2.2.3 Les autres moyens d'obtenir des matériaux pour la construction
L'autre grande source d'approvisionnement pour la construction, ce sont les roches dures. En effet, on voit l'extraction dans des carrières rocheuses prendre une part de plus en plus importante dans les roches extraites. De plus dans la Loire les sites ont même
tendance à se concentrer en un nombre de plus en plus réduit de sites. Il y en a en effet deux grands : le site de Bellegarde en Forez et un autre près de Roanne.
L'extraction se fait sous la forme d'une explosion très violente et ensuite les matériaux qui se sont détachés de la paroi rocheuse sont récupérés et concassés.
Ce type d'extraction a aussi beaucoup de conséquences sur l'environnement, d'abord il a un bouleversement total du paysage. Puisque les collines se retrouvent amputées d'une partie d'elle-même. Ainsi par exemple quand on arrive à Roanne par la voie rapide
par le Sud, on voit très bien sur notre gauche la plaie béante sur la colline causée par les extractions. De plus le passage des camions entraîne des nuisances sonores et
olfactives.
Les extractions de roches dures ne sont donc pas sans conséquences sur l'environnement, tout comme l'extraction dans des gravières en ont aussi, comme on va le voir maintenant.

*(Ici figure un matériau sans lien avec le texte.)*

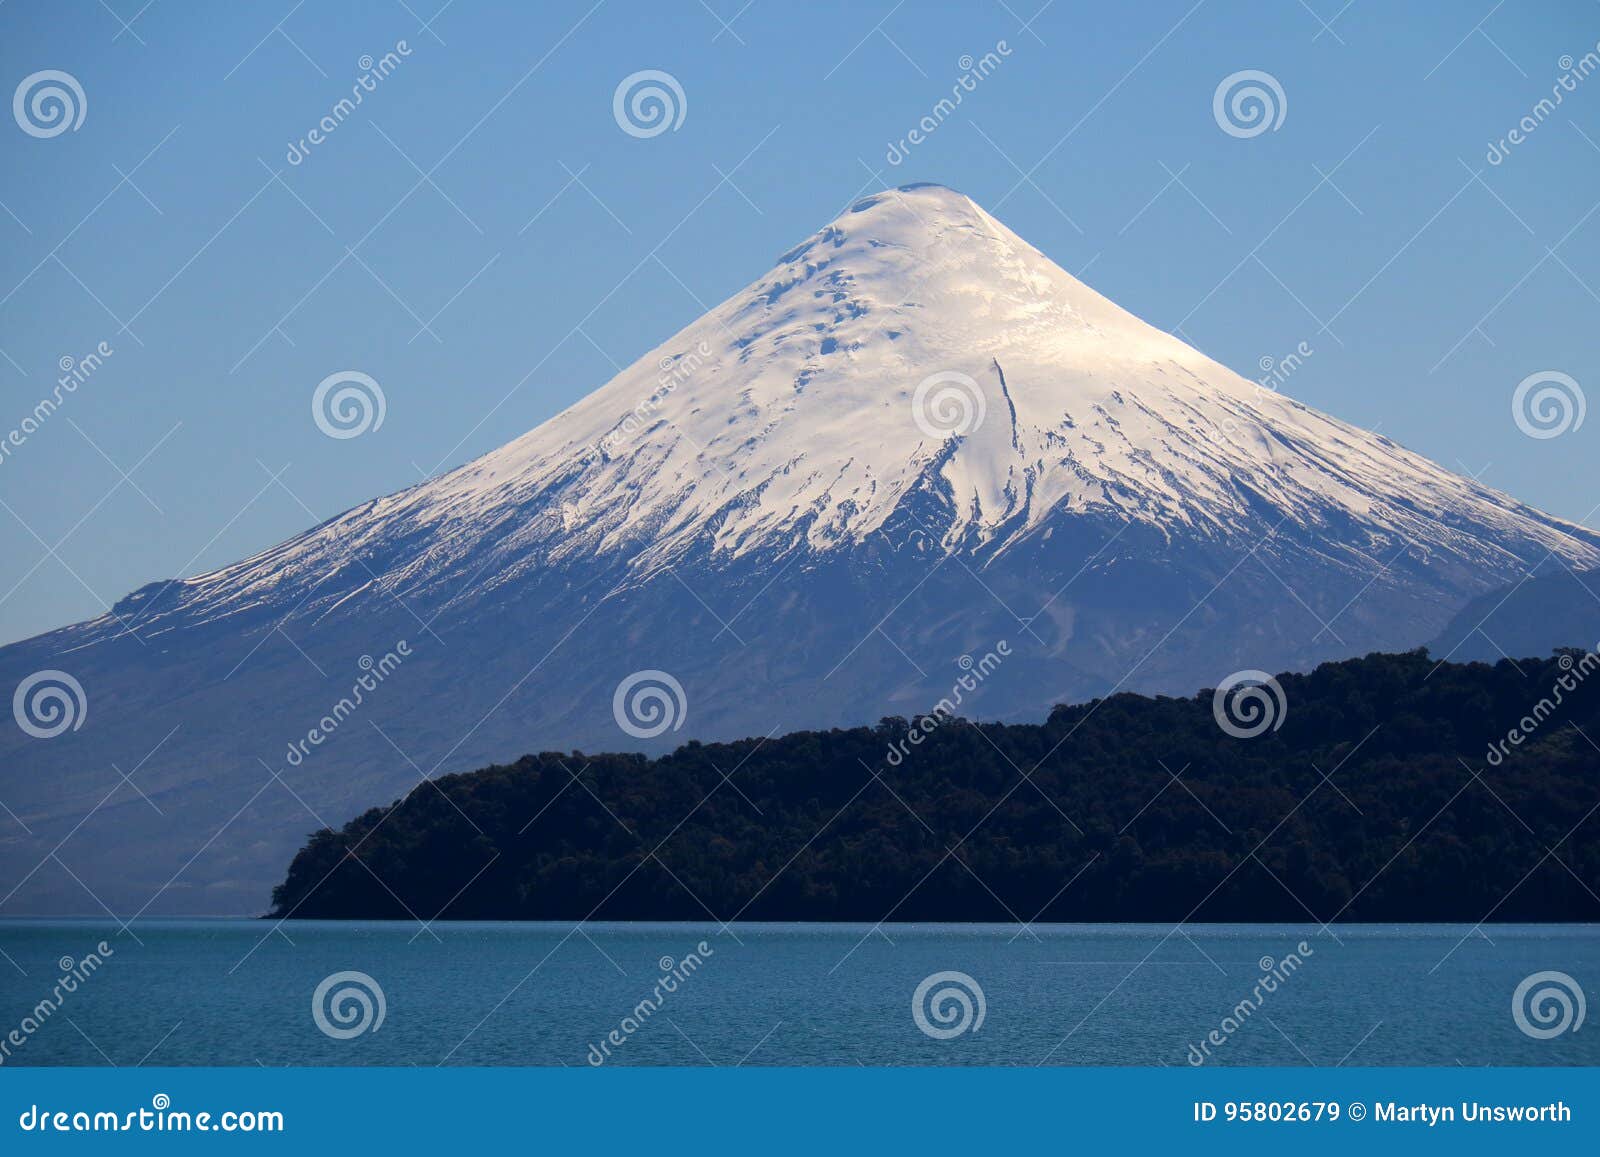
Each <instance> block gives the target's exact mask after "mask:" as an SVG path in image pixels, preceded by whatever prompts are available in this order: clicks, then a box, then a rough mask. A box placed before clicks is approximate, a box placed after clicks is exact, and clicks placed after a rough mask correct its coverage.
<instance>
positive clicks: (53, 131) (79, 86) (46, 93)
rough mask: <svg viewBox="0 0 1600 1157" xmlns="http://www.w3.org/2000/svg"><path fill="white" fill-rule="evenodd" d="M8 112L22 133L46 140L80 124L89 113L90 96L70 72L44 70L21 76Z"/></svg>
mask: <svg viewBox="0 0 1600 1157" xmlns="http://www.w3.org/2000/svg"><path fill="white" fill-rule="evenodd" d="M11 115H13V117H16V126H18V128H21V130H22V131H24V133H27V134H29V136H37V138H38V139H42V141H48V139H50V138H53V136H61V134H62V133H66V131H67V130H72V131H74V133H77V131H78V128H82V126H83V118H85V117H88V115H90V98H88V96H85V94H83V85H80V83H78V78H77V77H74V75H72V74H70V72H61V70H59V69H43V70H42V72H34V74H32V75H27V77H22V83H21V85H18V86H16V93H14V94H13V96H11Z"/></svg>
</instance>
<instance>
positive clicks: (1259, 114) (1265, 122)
mask: <svg viewBox="0 0 1600 1157" xmlns="http://www.w3.org/2000/svg"><path fill="white" fill-rule="evenodd" d="M1211 115H1213V117H1214V118H1216V126H1218V128H1221V130H1222V131H1224V133H1227V134H1229V136H1237V138H1238V139H1242V141H1248V139H1250V138H1253V136H1261V134H1262V133H1266V131H1267V130H1272V131H1274V133H1275V131H1278V128H1282V126H1283V118H1285V117H1288V115H1290V98H1288V96H1285V94H1283V85H1280V83H1278V78H1277V77H1274V75H1272V74H1270V72H1262V70H1261V69H1242V70H1240V72H1234V74H1230V75H1227V77H1222V83H1219V85H1218V86H1216V91H1214V93H1213V94H1211Z"/></svg>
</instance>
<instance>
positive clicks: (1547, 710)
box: [1485, 643, 1600, 767]
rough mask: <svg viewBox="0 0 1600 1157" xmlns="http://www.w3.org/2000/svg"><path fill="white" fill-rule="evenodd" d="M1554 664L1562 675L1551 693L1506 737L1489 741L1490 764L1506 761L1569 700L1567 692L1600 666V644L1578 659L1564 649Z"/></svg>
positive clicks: (1584, 654)
mask: <svg viewBox="0 0 1600 1157" xmlns="http://www.w3.org/2000/svg"><path fill="white" fill-rule="evenodd" d="M1555 666H1558V667H1560V669H1562V672H1563V674H1562V675H1560V677H1558V679H1557V680H1555V683H1552V685H1550V693H1549V695H1546V696H1544V698H1542V699H1539V701H1538V703H1536V704H1533V707H1531V709H1530V711H1528V714H1526V715H1523V717H1522V719H1520V720H1517V727H1514V728H1510V730H1509V731H1507V733H1506V738H1504V739H1499V741H1498V743H1491V744H1490V751H1488V755H1486V757H1485V759H1488V763H1490V767H1499V765H1501V763H1504V762H1506V757H1507V755H1510V749H1512V747H1522V744H1523V741H1525V739H1528V736H1531V735H1533V733H1534V731H1538V730H1539V727H1541V725H1542V723H1544V720H1547V719H1549V717H1550V715H1554V714H1555V709H1557V707H1560V706H1562V703H1565V701H1566V693H1568V691H1576V690H1578V685H1579V683H1582V682H1584V680H1586V679H1589V675H1590V674H1594V671H1597V669H1600V643H1597V645H1595V650H1594V651H1584V653H1582V658H1578V659H1574V658H1573V653H1571V651H1563V653H1562V655H1560V658H1557V661H1555Z"/></svg>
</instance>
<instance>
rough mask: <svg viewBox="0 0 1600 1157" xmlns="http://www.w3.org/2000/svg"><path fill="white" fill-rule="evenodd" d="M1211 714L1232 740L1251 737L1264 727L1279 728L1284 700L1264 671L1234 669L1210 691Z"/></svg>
mask: <svg viewBox="0 0 1600 1157" xmlns="http://www.w3.org/2000/svg"><path fill="white" fill-rule="evenodd" d="M1211 715H1213V719H1216V725H1218V727H1219V728H1222V730H1224V731H1226V733H1227V735H1230V736H1234V738H1235V739H1254V738H1256V736H1258V735H1262V733H1266V731H1267V728H1272V730H1274V731H1277V730H1278V728H1280V727H1283V719H1285V717H1286V715H1288V699H1286V698H1285V696H1283V687H1282V685H1278V680H1277V679H1274V677H1272V675H1269V674H1267V672H1266V671H1235V672H1234V674H1232V675H1229V677H1227V679H1224V680H1222V682H1221V683H1219V685H1218V688H1216V691H1213V693H1211Z"/></svg>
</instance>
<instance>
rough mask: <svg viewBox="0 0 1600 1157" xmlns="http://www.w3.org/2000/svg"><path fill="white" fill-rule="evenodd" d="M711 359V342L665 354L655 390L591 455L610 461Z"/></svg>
mask: <svg viewBox="0 0 1600 1157" xmlns="http://www.w3.org/2000/svg"><path fill="white" fill-rule="evenodd" d="M709 357H710V342H707V341H704V339H701V341H698V342H694V349H691V350H688V352H686V354H662V355H661V362H658V366H659V368H661V373H659V374H658V376H656V389H654V390H651V394H650V397H646V398H645V400H643V402H640V403H638V405H637V406H634V408H632V410H629V411H627V416H626V418H624V419H622V421H621V422H618V424H616V426H614V427H611V429H610V430H608V432H606V434H605V437H602V438H600V440H598V442H597V443H595V445H594V450H592V451H590V454H589V456H590V458H595V456H598V458H610V456H611V454H613V453H614V451H616V448H618V446H619V445H622V443H624V442H629V440H630V438H632V437H634V435H635V434H638V430H642V429H643V427H645V426H646V424H648V422H650V419H651V416H654V413H656V411H658V410H659V408H661V403H662V402H666V400H667V398H669V397H672V395H674V394H675V392H677V389H678V386H682V384H683V382H686V381H688V379H690V378H693V376H694V374H696V373H698V371H699V368H701V366H702V365H706V358H709Z"/></svg>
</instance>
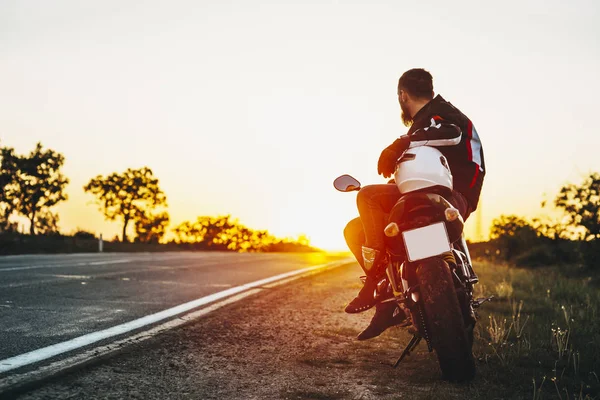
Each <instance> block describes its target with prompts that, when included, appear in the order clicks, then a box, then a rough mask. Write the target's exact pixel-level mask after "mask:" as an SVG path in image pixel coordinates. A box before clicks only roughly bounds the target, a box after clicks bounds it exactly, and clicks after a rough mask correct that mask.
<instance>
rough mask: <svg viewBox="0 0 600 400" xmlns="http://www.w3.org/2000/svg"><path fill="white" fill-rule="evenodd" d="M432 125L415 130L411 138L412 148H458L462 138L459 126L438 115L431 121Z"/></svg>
mask: <svg viewBox="0 0 600 400" xmlns="http://www.w3.org/2000/svg"><path fill="white" fill-rule="evenodd" d="M429 122H430V125H429V126H425V127H422V128H419V129H417V130H415V131H414V132H413V133H412V134H411V135H410V136H409V137H410V148H413V147H418V146H425V145H427V146H435V147H437V146H456V145H457V144H459V143H460V140H461V138H462V131H461V130H460V127H458V125H455V124H453V123H451V122H449V121H447V120H444V119H443V118H442V117H440V116H438V115H434V116H433V117H432V118H431V119H430V121H429Z"/></svg>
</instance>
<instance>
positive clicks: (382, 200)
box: [344, 184, 471, 266]
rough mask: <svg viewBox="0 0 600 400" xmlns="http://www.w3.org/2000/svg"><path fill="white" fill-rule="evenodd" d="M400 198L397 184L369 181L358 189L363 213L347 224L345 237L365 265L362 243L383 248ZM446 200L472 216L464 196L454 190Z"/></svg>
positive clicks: (465, 217)
mask: <svg viewBox="0 0 600 400" xmlns="http://www.w3.org/2000/svg"><path fill="white" fill-rule="evenodd" d="M399 198H400V191H399V190H398V186H396V184H385V185H369V186H365V187H363V188H362V189H361V190H360V191H359V192H358V196H357V197H356V203H357V206H358V213H359V214H360V217H359V218H355V219H353V220H352V221H350V222H349V223H348V224H347V225H346V228H345V229H344V237H345V239H346V243H347V244H348V247H349V248H350V251H352V254H354V256H355V257H356V259H357V261H358V262H359V264H360V265H361V266H363V259H362V246H363V245H365V246H367V247H370V248H373V249H378V250H383V249H384V247H385V235H384V233H383V230H384V229H385V226H386V225H387V219H388V215H389V213H390V211H391V210H392V208H393V207H394V205H395V204H396V202H397V201H398V199H399ZM446 200H448V201H449V202H450V203H451V204H452V205H453V206H454V207H456V209H457V210H458V211H459V212H460V214H461V215H462V217H463V219H464V220H465V221H466V220H467V218H469V215H470V214H471V207H470V206H469V203H468V202H467V199H466V198H465V196H463V195H462V194H461V193H459V192H457V191H453V192H452V195H451V196H450V197H449V198H447V199H446Z"/></svg>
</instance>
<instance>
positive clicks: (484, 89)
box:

2.3 Les conséquences sur l'environnement de cette exploitation
Les conséquences sur l'environnement de l'exploitation de granulats alluvionnaires sont de natures très diverses. Elles jouent en effet sur un très grand nombre de paramètres comme la position de la nappe alluviale, la température de l'eau, sa composition
chimique… Il faut en plus séparer les perturbations qui ont été causées par les extractions dans le lit mineur des cours d'eau qui ne sont plus autorisées mais qui ont toujours des
effets et celles qui se déroulent actuellement dans le lit majeur de ceux-ci.
Et même si les dernières lois en matière de protection de l'environnement sont beaucoup plus restrictives, il reste toujours un grand nombre d'effets sur les écosystèmes. Le plus important est sans doute de les limiter le plus possible. D'un autre
côté, il ne faut cependant pas oublier que les granulats alluvionnaires couvrent encore une grosse partie des besoins en matériaux en France et notamment dans la plaine du Forez. Car ces
exploitations sont encore souvent moins coûteuses et plus simples à réaliser que dans des carrières de roches dures.
On a ainsi d'abord des impacts sur la nappe alluviale et sur les échanges entre celle-ci et le fleuve, mais on a aussi des conséquences physico-chimiques notamment sur la qualité de l'eau, sur l'écoulement et la nature du lit mineur de la rivière,
et enfin il existe aussi des nuisances assez importantes pour la faune, la flore et l'homme.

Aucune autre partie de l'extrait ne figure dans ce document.